El Vaticano es el país mejor urbanizado y decorado del mundo, tiene a Roma de supermercado y el récord del mundo en consumo de vino, con 54 litros anuales. Eso da mucha calidad de vida a sus 800 habitantes, incluido Pietro Parolin, secretario de Estado con larga trayectoria diplomática, que recibió a la vicepresidenta Carmen Calvo para oírle decir que España quiere un código penal en el que los delitos de abuso sexual a menores no prescriban, que se revisarán los bienes inmuebles que se apuntó la Iglesia y que no permitan que se entierre a Franco en la catedral de la Almudena cuya finalización corrió a cargo de los primeros gobiernos de Felipe González, lo que le fue agradecido con abucheos en su consagración del templo por el Papa Wojtyla, en 1993.

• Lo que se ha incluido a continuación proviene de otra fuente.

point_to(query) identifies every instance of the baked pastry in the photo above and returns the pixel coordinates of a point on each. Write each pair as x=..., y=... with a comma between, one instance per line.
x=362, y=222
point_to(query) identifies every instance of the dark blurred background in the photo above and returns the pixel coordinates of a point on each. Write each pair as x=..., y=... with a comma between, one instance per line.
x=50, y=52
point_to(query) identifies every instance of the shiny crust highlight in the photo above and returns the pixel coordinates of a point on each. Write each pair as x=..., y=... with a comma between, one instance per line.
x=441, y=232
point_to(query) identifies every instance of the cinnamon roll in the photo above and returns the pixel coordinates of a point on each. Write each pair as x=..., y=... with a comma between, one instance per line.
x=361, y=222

Poco inquietará en El Vaticano lo que haga la Iglesia española con la momia de Franco, el dictador a quien tanto debe, al que legitimó su guerra como cruzada y entronizó bajo palio y del que recibió el regalo de una larga posguerra para que rigiera los usos de los hombres y de las mujeres con informes parroquiales al servicio de la policía, controlara los contenidos de los libros escolares y las revistas infantiles y juveniles, se enriqueciera con la educación privada y se situara bien en la sanidad. Ni el ejército debe tanto a Franco como la Iglesia si es verdad, como parece, que se ha democratizado en su modernización y, como es seguro, que cobra más que cuando España era un cuartel.

El franquismo fue tan católico que una parte cualitativamente importante del catolicismo sigue en el franquismo. Sus ideas más anacrónicas son difíciles de separar y sus reuniones y rituales son una fábrica de misas, lo que, en una Iglesia en retroceso, es un nicho que cuidar con una lápida céntrica.